The holidays are coming, and if you have that one uncle who bogarts all the stuffing, stuffing muffins will save you. A pile is easy to hide under slices of turkey, but if you are taking five stuffing muffins you look like a glutton. Do you love that crunchy tahdig on the bottom of Middle Eastern rice dishes? Packing your rice in a well-greased muffin tin gives everyone in the family their own little personal dome of crunch.
From frittatas to baked egg patties to hashed browns, muffin tins are a morning boon, especially if you want to make things ahead for fast reheating all week. And if you like oatmeal or grits with your breakfast, making a large batch and freezing in greased muffin tins gives you a bag of homemade frozen pucks that only need a minute in the microwave to get your morning going.
Anytime you are putting food on a buffet, making portions easier is a boon to your guests. So little individual meatloaves, for example, are both adorable and practical. Ditto mini personal quiches or even little deep-dish pizzas. Setting up any kind of “bar,” from bloody mary’s to yogurt to burgers makes good use of all of those little cups for organizing condiments and toppings. Baking cookies in them gives you a bakery level of finish, perfect circles with no need to roll and cut, and if you get the nonstick ones, a thin layer of grated hard cheese like parmesan or cheddar on the bottom and baked gives you a stack of lovely snappy cheese crisps to top your salads or soups or add to a cheese plate.

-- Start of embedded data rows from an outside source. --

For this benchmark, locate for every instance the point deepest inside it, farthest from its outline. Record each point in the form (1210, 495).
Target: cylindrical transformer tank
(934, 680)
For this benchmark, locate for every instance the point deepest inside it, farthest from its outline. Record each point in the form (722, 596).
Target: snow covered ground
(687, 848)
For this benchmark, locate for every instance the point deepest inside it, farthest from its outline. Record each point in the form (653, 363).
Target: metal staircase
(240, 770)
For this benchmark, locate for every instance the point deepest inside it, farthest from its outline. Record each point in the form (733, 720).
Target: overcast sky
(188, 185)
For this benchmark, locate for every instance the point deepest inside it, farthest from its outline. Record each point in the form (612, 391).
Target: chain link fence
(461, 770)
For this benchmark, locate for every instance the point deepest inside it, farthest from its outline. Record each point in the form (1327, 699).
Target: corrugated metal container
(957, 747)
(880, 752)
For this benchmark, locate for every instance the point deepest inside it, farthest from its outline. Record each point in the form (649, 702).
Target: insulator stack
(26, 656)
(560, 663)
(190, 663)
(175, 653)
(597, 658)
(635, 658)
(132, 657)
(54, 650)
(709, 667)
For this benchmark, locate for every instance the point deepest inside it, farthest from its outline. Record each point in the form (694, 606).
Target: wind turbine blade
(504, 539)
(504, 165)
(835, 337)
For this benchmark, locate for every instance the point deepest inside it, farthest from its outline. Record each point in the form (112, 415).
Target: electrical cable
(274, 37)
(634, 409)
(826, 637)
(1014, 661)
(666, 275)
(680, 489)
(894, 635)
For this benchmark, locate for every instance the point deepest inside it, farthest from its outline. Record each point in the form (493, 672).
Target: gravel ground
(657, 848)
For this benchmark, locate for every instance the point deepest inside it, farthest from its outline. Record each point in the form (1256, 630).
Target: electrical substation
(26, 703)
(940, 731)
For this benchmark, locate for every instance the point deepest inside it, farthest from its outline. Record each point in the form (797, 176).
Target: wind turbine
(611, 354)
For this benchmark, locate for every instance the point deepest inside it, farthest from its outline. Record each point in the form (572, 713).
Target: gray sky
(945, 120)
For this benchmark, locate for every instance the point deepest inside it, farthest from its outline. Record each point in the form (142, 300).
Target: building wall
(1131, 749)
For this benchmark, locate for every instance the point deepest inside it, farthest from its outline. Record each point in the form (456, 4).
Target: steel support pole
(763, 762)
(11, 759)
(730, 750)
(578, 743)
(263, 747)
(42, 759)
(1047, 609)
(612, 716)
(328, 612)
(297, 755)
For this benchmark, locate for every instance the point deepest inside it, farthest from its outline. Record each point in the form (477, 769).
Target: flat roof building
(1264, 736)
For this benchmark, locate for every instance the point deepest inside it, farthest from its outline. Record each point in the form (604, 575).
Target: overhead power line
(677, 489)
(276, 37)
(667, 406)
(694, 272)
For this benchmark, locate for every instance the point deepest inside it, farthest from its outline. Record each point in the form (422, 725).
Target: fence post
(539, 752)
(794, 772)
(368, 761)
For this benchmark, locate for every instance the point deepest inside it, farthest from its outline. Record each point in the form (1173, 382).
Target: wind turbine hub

And finally, flip those suckers over and they can become molds for making little bowls out of everything, from cookie dough to bacon to pie crust. Corn or flour tortillas or won ton wrappers sprayed with nonstick spray and tucked between the cups and baked will give you crunchy shells that keep their shape for filling.
However you choose rock your muffin tins, one thing is for sure: You might need to go get more…even if all you really want to make is muffins.